Pay To Play

January 27th, 2008, 12:32pm by Geoff

GameSetWatch brings up the interesting question of how to pay gaming journalists (I’ll forgo the use of “incent,” which is an abomination of the language).  The discussion is predicated on a recent Gawker memo, which informs writers that they will be paid in a combination of salary plus bonus based on the number of pageviews they receive. 

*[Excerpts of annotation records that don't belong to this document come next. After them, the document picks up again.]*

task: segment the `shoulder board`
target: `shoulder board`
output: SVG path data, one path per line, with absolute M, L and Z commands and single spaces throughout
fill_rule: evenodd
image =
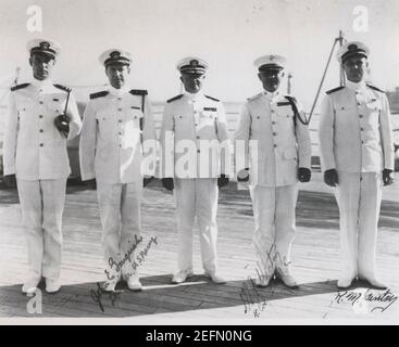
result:
M 61 90 L 63 90 L 63 91 L 71 91 L 71 88 L 67 88 L 67 87 L 65 87 L 65 86 L 62 86 L 62 85 L 53 85 L 55 88 L 58 88 L 58 89 L 61 89 Z
M 297 99 L 291 95 L 284 95 L 284 98 L 287 99 L 288 101 L 292 100 L 294 102 L 298 102 Z
M 252 101 L 252 100 L 255 100 L 255 99 L 258 99 L 258 98 L 260 98 L 260 97 L 262 97 L 263 95 L 263 93 L 259 93 L 259 94 L 257 94 L 257 95 L 253 95 L 253 97 L 251 97 L 251 98 L 248 98 L 247 100 L 248 101 Z
M 219 99 L 216 99 L 216 98 L 212 98 L 212 97 L 210 97 L 210 95 L 205 95 L 205 98 L 211 99 L 211 100 L 213 100 L 213 101 L 220 101 Z
M 22 88 L 26 88 L 27 86 L 29 86 L 30 83 L 22 83 L 22 85 L 16 85 L 14 87 L 11 87 L 11 91 L 15 91 Z
M 336 92 L 336 91 L 338 91 L 338 90 L 341 90 L 341 89 L 344 89 L 344 88 L 345 88 L 344 86 L 340 86 L 340 87 L 337 87 L 337 88 L 334 88 L 334 89 L 327 90 L 325 93 L 326 93 L 326 94 L 332 94 L 332 93 L 334 93 L 334 92 Z
M 174 98 L 172 98 L 172 99 L 167 100 L 166 102 L 169 103 L 169 102 L 172 102 L 172 101 L 178 100 L 178 99 L 180 99 L 182 97 L 183 97 L 183 94 L 179 94 L 179 95 L 177 95 L 177 97 L 174 97 Z
M 90 94 L 90 100 L 92 100 L 92 99 L 97 99 L 97 98 L 102 98 L 102 97 L 105 97 L 105 95 L 108 95 L 108 94 L 109 94 L 109 91 L 107 91 L 107 90 L 99 91 L 99 92 L 97 92 L 97 93 L 92 93 L 92 94 Z
M 384 90 L 381 90 L 379 88 L 377 88 L 377 87 L 374 87 L 374 86 L 372 86 L 372 85 L 366 85 L 369 88 L 371 88 L 371 89 L 374 89 L 374 90 L 376 90 L 376 91 L 379 91 L 379 92 L 382 92 L 382 93 L 385 93 L 385 91 Z
M 289 106 L 291 103 L 289 101 L 279 101 L 277 102 L 277 106 Z
M 145 90 L 145 89 L 132 89 L 132 90 L 129 90 L 129 93 L 132 95 L 147 95 L 148 91 Z

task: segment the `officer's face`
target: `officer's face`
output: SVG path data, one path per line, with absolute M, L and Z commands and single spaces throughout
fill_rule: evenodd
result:
M 182 74 L 180 76 L 185 90 L 192 94 L 198 93 L 202 89 L 204 79 L 204 74 Z
M 51 76 L 51 70 L 55 64 L 55 60 L 48 54 L 35 53 L 29 57 L 34 77 L 38 80 L 45 80 Z
M 263 85 L 263 89 L 273 93 L 278 89 L 282 78 L 284 77 L 284 72 L 283 69 L 267 68 L 260 72 L 258 77 Z
M 363 56 L 351 56 L 346 59 L 342 63 L 342 67 L 347 78 L 352 82 L 360 82 L 364 76 L 365 64 L 365 57 Z
M 105 74 L 113 88 L 121 89 L 130 73 L 130 67 L 126 64 L 110 64 L 105 67 Z

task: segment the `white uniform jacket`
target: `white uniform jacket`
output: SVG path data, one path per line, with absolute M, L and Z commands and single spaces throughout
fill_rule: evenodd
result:
M 323 170 L 378 172 L 394 169 L 394 142 L 388 100 L 362 83 L 327 92 L 319 137 Z
M 4 175 L 15 174 L 20 180 L 70 176 L 66 140 L 79 133 L 82 120 L 75 99 L 70 94 L 67 139 L 54 126 L 54 118 L 64 113 L 67 89 L 50 80 L 11 88 L 4 133 Z
M 226 115 L 217 99 L 186 93 L 169 100 L 163 112 L 160 143 L 161 177 L 230 176 Z
M 296 104 L 303 118 L 300 105 Z M 311 165 L 308 127 L 295 119 L 291 104 L 279 92 L 261 92 L 246 102 L 235 144 L 236 172 L 249 167 L 253 187 L 294 184 L 298 167 Z
M 154 144 L 142 151 L 142 143 Z M 142 142 L 142 143 L 141 143 Z M 142 175 L 154 175 L 155 162 L 142 164 L 147 154 L 155 152 L 155 130 L 150 102 L 145 90 L 114 89 L 90 95 L 84 115 L 79 155 L 84 181 L 132 183 Z M 153 157 L 155 156 L 154 153 Z

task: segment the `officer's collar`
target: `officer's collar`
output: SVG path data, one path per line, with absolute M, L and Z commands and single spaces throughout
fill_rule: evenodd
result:
M 362 79 L 359 83 L 356 83 L 347 79 L 347 88 L 349 88 L 350 90 L 365 89 L 365 80 Z
M 34 86 L 35 88 L 38 89 L 42 89 L 42 88 L 48 88 L 52 86 L 52 79 L 51 78 L 46 78 L 43 80 L 38 80 L 36 78 L 32 78 L 30 85 Z
M 199 91 L 198 93 L 189 93 L 188 91 L 185 91 L 184 93 L 188 100 L 199 100 L 203 97 L 203 92 Z
M 120 88 L 120 89 L 116 89 L 116 88 L 113 88 L 112 86 L 110 86 L 110 88 L 109 88 L 109 91 L 110 91 L 110 93 L 112 94 L 112 95 L 116 95 L 116 97 L 120 97 L 120 95 L 122 95 L 122 94 L 125 94 L 125 93 L 127 93 L 128 92 L 128 88 L 127 88 L 127 86 L 123 86 L 122 88 Z

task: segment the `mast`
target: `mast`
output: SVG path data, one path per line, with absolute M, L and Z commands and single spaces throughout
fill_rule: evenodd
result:
M 345 38 L 344 38 L 344 33 L 342 30 L 339 30 L 339 36 L 337 38 L 337 41 L 339 42 L 339 47 L 344 46 L 345 42 Z M 339 86 L 345 86 L 345 73 L 344 73 L 344 68 L 342 65 L 339 65 Z

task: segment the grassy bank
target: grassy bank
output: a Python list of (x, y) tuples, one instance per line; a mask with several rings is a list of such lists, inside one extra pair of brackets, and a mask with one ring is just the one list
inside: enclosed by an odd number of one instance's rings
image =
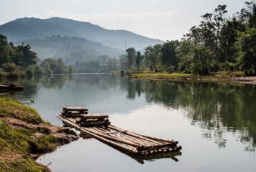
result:
[[(244, 77), (245, 74), (242, 71), (219, 71), (215, 73), (210, 73), (207, 76), (200, 76), (195, 74), (184, 74), (184, 73), (166, 73), (166, 72), (150, 72), (140, 71), (139, 73), (135, 71), (124, 71), (125, 77), (128, 77), (128, 73), (131, 74), (131, 78), (134, 79), (150, 79), (150, 80), (202, 80), (202, 81), (229, 81), (234, 77)], [(111, 72), (112, 75), (120, 75), (120, 71)]]
[(57, 134), (61, 134), (61, 129), (44, 121), (35, 109), (0, 97), (1, 172), (50, 171), (32, 157), (51, 152), (62, 144), (63, 139)]

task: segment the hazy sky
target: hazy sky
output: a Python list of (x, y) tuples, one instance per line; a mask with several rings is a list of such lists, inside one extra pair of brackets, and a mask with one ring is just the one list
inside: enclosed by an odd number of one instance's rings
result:
[(16, 18), (59, 16), (125, 29), (150, 38), (176, 40), (201, 15), (227, 4), (228, 15), (246, 0), (0, 0), (0, 25)]

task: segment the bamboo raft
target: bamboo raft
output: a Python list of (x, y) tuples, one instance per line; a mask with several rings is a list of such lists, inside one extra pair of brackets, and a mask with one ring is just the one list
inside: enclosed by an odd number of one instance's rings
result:
[(63, 108), (56, 115), (62, 122), (81, 133), (136, 155), (176, 152), (178, 142), (144, 136), (111, 125), (108, 114), (88, 114), (86, 108)]

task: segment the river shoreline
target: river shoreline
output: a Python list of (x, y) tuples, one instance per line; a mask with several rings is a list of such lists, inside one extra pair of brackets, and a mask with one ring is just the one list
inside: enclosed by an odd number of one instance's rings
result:
[(131, 79), (144, 80), (170, 80), (170, 81), (192, 81), (192, 82), (232, 82), (235, 83), (256, 84), (256, 77), (245, 77), (232, 73), (231, 75), (214, 74), (209, 76), (198, 76), (180, 73), (141, 73), (125, 76)]
[(35, 162), (36, 155), (79, 138), (74, 131), (52, 126), (16, 101), (0, 97), (0, 169), (4, 171), (50, 171)]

GSW rightly points out that this payment method might encourage sensationalization of news stories, although I’d also be concerned about the incentives to write stories aimed only at the largest gaming demographics (do we really want a site consisting of nothing but shooter posts?).  But that said, I’d actually suggest that this is probably the most reasonable compromise between editorial freedom and site revenue enhancement.  Salary-only payment schemes are all well and good, but I’m sure journalists would love the opportunity to make more money and site owners need traffic to survive.  Assuming that the base salary is reasonable, it seems eminently sensible to pay people for writing posts that others want to read.

 I don’t see much compromise to editorial freedom either.  If a journalist wants to write one mass-audience post for the additional income, there’s nothing preventing them from also writing another piece aimed at their personal niche interests.  If it fits the site’s profile, it will get published.  More to the point, it will also raise their eminence within the industry, encouraging people to further absorb their other writing and creating the kind of gaming journalist personalities that the industry largely seems to lack.